I’m sure you can see where I’m going here. Comparison is not a particularly useful tool for personal advancement. While we often use it to accomplish that very thing, it is a double-edged sword. And I would argue one blade is much deadlier than the other. 


However, comparison is inevitable. Because we are a communal species, it is impossible not to compare ourselves with either our predecessors or our contemporaries. Comparison tells us how we are doing. The pitfalls are so great, though, that we must develop resiliency and balance in our use of it so that we do not to come to the heightened risk of depression or anxiety which often befalls those who are constantly seeking to not just be better than earlier versions of themselves but better than all others. 


I have to say, as much as I love social media, I do find that it makes me anxious and depressed if I’m on it too much. I don’t consciously mean to compare myself with others. But subconsciously that comparison is inevitably being made every time I look at a video designed to teach me how to do something better. If I’m not careful, I’m subliminally notifying myself of my inadequacy by overdoing it. But we all need teachers. The betterment of humanity is accomplished only through education and mentorship. 


Personally, I feel the key is in attempting to learn without comparing ourselves with others. To engage in comparison only with ourselves. To focus on how we keep getting better and encouraging ourselves as we continue to learn and grow. To insulate ourselves from needing to be as good as, as pretty as, as strong as, as smart as, as rich as, as lettered as, or as fashionable as, other people by shifting the inner narrative just a tick. 


One of the greatest things that I have learned personally from my study of Islam is the expression “mashallah.” Its literal translation means “God willed it.” But its traditional use is a term of congratulations towards someone else for an achievement or success, sometimes against truly unfavorable odds. To say mashallah is an act against the feelings of envy. 


Personally, I feel that it is the perfect antidote when used as a trained reflexive response to feelings of worthlessness or inadequacy as compared to other people. Whenever I am feeling inadequate to someone else’s success, it is my intent to shift my inner narrative to that of congratulations for them rather than deprecation of myself. 


As it was described to me, mashallah acts like a prayer that tells the angels to include us in the loop of the successful person's joy. The alternative is an inner resentment that pinches us off from it. 

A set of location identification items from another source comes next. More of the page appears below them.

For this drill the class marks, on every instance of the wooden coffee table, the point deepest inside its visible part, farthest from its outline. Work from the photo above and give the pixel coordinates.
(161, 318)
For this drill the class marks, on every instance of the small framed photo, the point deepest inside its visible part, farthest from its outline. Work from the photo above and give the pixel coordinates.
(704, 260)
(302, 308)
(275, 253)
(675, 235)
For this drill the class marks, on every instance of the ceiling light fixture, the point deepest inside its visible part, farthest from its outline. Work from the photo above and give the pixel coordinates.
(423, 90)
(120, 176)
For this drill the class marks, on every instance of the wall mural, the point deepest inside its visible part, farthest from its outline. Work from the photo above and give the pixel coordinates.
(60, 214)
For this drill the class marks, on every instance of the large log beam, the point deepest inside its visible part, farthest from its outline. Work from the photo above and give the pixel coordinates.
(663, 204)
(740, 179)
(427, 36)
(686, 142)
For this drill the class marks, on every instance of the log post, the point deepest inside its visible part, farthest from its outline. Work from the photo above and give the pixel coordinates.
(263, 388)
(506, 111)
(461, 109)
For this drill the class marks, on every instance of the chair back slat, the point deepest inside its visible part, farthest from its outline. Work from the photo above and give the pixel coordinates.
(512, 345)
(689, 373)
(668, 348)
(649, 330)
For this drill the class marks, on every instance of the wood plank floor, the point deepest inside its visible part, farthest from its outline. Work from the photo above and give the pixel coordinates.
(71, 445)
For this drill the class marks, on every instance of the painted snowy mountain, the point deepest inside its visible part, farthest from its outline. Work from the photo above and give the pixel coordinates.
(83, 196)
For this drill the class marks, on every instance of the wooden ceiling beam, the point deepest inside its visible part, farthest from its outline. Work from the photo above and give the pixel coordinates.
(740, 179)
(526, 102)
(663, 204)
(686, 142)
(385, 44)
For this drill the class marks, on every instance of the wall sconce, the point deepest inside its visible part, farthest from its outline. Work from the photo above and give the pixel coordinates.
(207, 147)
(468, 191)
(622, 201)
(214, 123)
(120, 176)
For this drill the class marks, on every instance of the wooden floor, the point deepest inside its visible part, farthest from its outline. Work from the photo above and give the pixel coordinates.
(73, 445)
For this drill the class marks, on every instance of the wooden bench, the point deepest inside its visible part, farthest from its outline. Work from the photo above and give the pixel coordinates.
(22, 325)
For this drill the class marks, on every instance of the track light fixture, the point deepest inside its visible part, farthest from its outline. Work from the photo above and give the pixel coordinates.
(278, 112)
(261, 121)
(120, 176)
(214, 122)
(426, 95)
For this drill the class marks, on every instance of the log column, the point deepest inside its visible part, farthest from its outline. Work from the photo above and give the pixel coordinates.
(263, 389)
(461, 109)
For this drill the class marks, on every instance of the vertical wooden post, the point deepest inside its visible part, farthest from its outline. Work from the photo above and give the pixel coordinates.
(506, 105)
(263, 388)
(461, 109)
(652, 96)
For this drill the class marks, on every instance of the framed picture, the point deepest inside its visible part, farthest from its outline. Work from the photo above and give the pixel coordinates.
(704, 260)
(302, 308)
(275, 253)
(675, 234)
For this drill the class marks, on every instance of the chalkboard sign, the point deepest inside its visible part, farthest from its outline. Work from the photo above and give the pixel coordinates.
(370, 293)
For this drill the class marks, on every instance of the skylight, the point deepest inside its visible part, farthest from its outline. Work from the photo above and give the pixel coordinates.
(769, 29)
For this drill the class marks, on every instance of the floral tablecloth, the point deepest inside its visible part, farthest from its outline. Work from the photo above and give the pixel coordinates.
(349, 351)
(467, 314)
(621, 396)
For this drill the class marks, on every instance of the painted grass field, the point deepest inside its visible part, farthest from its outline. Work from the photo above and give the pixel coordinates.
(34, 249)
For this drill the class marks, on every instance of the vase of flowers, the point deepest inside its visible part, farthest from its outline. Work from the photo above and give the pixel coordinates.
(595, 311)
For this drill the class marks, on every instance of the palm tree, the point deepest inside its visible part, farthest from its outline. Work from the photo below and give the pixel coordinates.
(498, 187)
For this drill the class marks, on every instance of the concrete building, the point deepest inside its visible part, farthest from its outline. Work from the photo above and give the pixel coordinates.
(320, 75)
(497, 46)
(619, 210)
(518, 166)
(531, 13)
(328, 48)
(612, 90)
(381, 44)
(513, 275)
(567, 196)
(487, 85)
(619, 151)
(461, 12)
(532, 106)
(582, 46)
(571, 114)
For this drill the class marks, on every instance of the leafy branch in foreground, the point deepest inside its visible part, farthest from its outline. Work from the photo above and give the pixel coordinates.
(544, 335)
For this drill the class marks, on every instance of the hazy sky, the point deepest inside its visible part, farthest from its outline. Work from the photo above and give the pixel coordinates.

I found this to be an earth-shattering thought, really. And it ties in with what others have said regarding the law of attraction. We have to be thinking and feeling in the direction of where we wish to go in order to get there, not sulking about where we are. 


So, spend less time on social media and eschew the desire to compare yourself with others. Congratulate their successes, not with just your words but your heart. You’ll find that in doing so, you’ll not just feel better, you’ll be better.